As Shalom struggles to remember, his wife struggles to forget. Emma lost her first husband and a young daughter during the war, and she longs to put her pain behind her but cannot. In a tender scene, as Shalom sketches that lost daughter based on Emma’s tearful description, I found myself wondering which is harder—to remember or to forget? The play’s main theme of forgiveness is powerful, but this secondary one struck a deeper chord with me, as my own grandmother—a survivor of Auschwitz and several other concentration camps—loses more of her memory to Alzheimer’s disease.
Shalom inevitably intones that familiar phrase, “Never forget,” but as trite as it may be, it remains an important message, and Renaissance certainly puts an interesting, and ironic, twist on it.
Unfortunately, multiple subplots and an overabundance of characters detract from the play’s insightful core. We learn at the beginning that Emma has cancer, but this never really comes into play and seems entirely superfluous (yes, the cancer makes her more aware of her mortality and therefore anxious to tell her story, but old age could have had the same effect).

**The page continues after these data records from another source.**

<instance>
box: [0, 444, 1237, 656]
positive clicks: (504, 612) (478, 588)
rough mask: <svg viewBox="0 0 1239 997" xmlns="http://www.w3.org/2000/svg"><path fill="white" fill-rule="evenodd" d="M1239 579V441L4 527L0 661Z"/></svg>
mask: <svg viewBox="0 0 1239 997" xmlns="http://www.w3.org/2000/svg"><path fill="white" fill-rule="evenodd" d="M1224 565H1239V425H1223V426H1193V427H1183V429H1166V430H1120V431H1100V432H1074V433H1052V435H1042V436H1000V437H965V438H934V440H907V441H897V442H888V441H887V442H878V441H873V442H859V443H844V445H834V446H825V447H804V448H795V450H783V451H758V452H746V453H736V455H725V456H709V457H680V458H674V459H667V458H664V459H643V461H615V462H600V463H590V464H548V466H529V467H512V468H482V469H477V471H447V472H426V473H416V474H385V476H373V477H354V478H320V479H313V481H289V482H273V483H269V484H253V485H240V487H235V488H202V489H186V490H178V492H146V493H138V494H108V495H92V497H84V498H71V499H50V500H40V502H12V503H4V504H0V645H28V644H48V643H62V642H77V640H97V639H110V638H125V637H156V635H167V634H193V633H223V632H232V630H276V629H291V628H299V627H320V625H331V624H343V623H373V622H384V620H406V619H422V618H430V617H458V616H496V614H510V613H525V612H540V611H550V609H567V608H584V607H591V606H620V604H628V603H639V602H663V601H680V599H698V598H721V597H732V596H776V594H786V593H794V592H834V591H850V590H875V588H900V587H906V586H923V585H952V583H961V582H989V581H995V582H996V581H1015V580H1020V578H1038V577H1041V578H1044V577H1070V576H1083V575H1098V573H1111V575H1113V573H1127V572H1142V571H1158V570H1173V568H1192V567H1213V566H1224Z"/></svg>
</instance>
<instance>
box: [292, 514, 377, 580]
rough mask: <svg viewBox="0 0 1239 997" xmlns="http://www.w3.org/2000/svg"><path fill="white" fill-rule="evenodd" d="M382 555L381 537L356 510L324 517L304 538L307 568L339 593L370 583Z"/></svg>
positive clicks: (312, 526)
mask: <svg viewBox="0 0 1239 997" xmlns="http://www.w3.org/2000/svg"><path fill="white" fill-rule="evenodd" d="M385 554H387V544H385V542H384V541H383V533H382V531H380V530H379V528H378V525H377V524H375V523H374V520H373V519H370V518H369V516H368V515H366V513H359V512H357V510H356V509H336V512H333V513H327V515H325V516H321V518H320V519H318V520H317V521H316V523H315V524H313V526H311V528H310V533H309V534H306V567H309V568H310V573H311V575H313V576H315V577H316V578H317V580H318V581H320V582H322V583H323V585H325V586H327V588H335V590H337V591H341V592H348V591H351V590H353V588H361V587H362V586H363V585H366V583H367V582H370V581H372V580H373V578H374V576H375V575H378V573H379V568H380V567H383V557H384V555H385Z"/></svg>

Equally unnecessary are Reubens’ marital problems, caused by his obsession with Shalom.
More relevant but ultimately confusing is the fact that Reubens’ father was one of Emma’s companions back when Shalom saved their lives. The elderly Reubens had kept a swastika-adorned knife that Shalom mysteriously possessed, which helps prove Shalom’s true identity. This is all just too contrived. Zavistovich’s portrayal of father and son is passionate and convincing, but the double-casting leaves plot matters too murky for too long.
But the character list isn’t complete yet. We have Reubens’ boss, played by John Sadowsky. The actor also portrays another survivor, Baruch, but neither character is essential to the plot. Without Baruch, his grandson Brian (Dan Cullen, who also plays a Nazi) would not exist, and that, too, would be just fine. The actors do a superb job with the multiple roles, but in the end, there are simply far too many characters
Renaissance was originally conceived as a screenplay, and perhaps all this choppiness could be alleviated in that form. But for now, the action is on stage, and it is not too late for director John-Paul Pizzica to help guide the performers through the transitions more smoothly.
One helpful device is Shalom’s paintings, which he takes off the wall and places on a small easel to set certain scenes. This is a clever way to utilize an otherwise simple set (by Dee Ann Lehr; props by Momo Nakamura).
If only the play itself were more simple.
(Running time: approximately 1.5 hours) Renaissance runs through May 19 at the District of Columbia Arts Center in Adams Morgan, 2438 18th St. N.W., Washington, DC 20002. Tickets are $18 and can be purchased online at www.landlesstheatre.org. Performances are Fridays and Saturdays at 7:30 p.m. and Sundays at 3 p.m. Two additional performances will be offered Thursday, May 10, and Thursday, May 17, at 7:30 p.m.